El 17 de diciembre de 2025, los Mossos d’Esquadra llevaron a cabo el desalojo de alrededor de 400 personas, principalmente inmigrantes subsaharianos, del antiguo instituto B9 en el barrio de Sant Roc, Badalona. Esta operación, la mayor de su tipo en Catalunya, fue ordenada por el Ayuntamiento liderado por Xavier García Albiol y ha generado un intenso debate sobre inmigración, vivienda y, sobre todo, convivencia urbana. El edificio abandonado se había convertido en un asentamiento informal con condiciones precarias, con constante presencia de actividades delictivas y escasez de recursos.
La izquierda y demás movimientos afines han encendido los engranajes para perpetuar y alargar la polémica, y no es casual: en el contexto actual, encuestas comoel CEO de la Generalitat revelan un cambio en la percepción pública: el 60% de los catalanes considera que hay «demasiada inmigración», un sentimiento que se eleva al 73% entre los jóvenes. A nivel estatal, sondeos de Sigma Dos indican que el 70% ve los flujos migratorios como excesivos, priorizando el control y las deportaciones. En barrios como Sant Roc, uno de los más pobres de Cataluña, las quejas por inseguridad, suciedad y presión en servicios públicos han sido recurrentes, reflejando un hastío y fatiga social ante las externalidades negativas de la inmigración descontrolada, como ocupaciones irregulares y tensiones comunitarias.
Xavier García Albiol ha defendido el desalojo como cumplimiento de promesas electorales, enfatizando la prioridad en los «vecinos honrados» y rechazando alternativas locales que perpetuarían la ilegalidad. Su postura ha recibido apoyo vecinal en manifestaciones, con lemas como «no es racismo, es civismo», y ha sido respaldada por el PP nacional. Sin embargo, Albiol ha sido vilipendiado por sectores progresistas, acusado de xenofobia y estigmatización; un intento de deslegitimar a quienes abordan directamente problemas estructurales.
Figuras como Salvador Illa han ofrecido una respuesta más matizada, defendiendo la legalidad del operativo pero con ayudas limitadas, como pernoctaciones temporales. Críticos como Isa Serra (Podemos) lo han calificado de «atrocidad inhumana», elevándolo a instancias europeas, mientras que Puigdemont ha reprochado a Illa una «ausencia de liderazgo» y reclamado competencias migratorias para Catalunya. Partidos como ERC y Comuns, junto a entidades sociales, han impulsado protestas solidarias, denunciando la falta de alternativas habitacionales y exigiendo regularizaciones.
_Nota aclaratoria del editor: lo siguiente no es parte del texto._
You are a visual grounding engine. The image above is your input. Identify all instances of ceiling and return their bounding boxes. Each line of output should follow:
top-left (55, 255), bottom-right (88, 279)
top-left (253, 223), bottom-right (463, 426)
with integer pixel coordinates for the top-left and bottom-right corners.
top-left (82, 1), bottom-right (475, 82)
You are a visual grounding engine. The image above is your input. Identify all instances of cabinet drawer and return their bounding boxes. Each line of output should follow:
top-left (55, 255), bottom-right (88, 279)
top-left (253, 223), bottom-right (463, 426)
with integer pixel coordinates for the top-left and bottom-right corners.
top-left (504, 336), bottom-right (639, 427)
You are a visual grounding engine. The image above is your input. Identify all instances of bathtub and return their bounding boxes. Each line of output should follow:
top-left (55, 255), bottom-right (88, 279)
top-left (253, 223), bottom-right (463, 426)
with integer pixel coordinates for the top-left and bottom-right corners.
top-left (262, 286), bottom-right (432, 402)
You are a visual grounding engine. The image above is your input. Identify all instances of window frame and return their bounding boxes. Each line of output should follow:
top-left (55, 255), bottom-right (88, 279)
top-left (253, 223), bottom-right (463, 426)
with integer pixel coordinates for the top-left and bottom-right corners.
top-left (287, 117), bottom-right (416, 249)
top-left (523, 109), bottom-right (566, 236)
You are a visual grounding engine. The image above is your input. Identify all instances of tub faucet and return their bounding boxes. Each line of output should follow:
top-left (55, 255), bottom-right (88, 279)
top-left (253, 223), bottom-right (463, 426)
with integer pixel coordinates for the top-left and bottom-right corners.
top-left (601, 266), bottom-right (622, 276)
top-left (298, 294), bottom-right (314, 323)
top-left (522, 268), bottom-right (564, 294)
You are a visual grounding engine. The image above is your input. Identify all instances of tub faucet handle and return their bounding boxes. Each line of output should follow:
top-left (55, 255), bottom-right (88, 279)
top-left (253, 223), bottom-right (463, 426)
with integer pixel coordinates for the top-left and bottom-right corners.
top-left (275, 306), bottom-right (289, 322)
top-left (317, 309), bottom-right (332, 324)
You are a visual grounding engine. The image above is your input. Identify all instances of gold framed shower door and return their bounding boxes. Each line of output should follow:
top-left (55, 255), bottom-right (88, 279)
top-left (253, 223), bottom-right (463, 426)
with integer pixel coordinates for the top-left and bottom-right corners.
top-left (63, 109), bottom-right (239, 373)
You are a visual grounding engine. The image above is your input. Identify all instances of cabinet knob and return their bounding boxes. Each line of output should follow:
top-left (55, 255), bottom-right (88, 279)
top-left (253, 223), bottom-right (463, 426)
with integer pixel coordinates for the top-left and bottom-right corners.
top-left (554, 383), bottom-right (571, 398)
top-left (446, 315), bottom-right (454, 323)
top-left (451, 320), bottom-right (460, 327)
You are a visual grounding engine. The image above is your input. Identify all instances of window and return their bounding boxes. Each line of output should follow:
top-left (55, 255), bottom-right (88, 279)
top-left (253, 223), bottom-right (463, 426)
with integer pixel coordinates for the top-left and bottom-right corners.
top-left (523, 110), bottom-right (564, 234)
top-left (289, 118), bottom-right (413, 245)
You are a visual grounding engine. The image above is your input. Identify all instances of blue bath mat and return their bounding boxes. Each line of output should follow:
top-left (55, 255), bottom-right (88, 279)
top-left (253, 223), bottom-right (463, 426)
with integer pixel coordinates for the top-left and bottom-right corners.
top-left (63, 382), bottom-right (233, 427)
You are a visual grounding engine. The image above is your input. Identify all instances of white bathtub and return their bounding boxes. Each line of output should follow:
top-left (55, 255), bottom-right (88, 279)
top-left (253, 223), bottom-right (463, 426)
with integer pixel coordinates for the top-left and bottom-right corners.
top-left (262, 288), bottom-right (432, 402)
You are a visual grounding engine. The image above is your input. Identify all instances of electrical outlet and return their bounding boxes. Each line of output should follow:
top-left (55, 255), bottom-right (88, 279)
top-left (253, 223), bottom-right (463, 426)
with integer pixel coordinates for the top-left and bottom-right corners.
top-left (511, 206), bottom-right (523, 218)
Este posicionamiento opositor, en apariencia enfocado en derechos humanos, refleja un cierto nerviosismo ante el creciente descontento popular. Fomentar manifestaciones y debates polarizados sirve para mantener el statu quo, evitando reformas integrales que aborden el control migratorio y la integración efectiva. En lugar de soluciones prácticas, como mayor coordinación institucional, una mirada seria ante los flujos migratorios y una evaluación real de nuestros recursos y experiencia para canalizarlo, estas intervenciones agravan las tensiones, con enfrentamientos verbales en las calles y un debate mediático que prioriza la confrontación sobre el consenso.
En última instancia, el caso de Badalona evidencia problemas sistémicos: la falta de control en fronteras y la concentración de migrantes en zonas vulnerables generan fatiga social. Mientras algunos políticos encaran estas realidades, arriesgando críticas, otros se benefician de su persistencia para movilizar bases ideológicas. Eso sí, siempre ajenos y lejanos a las consecuencias reales de todo ello.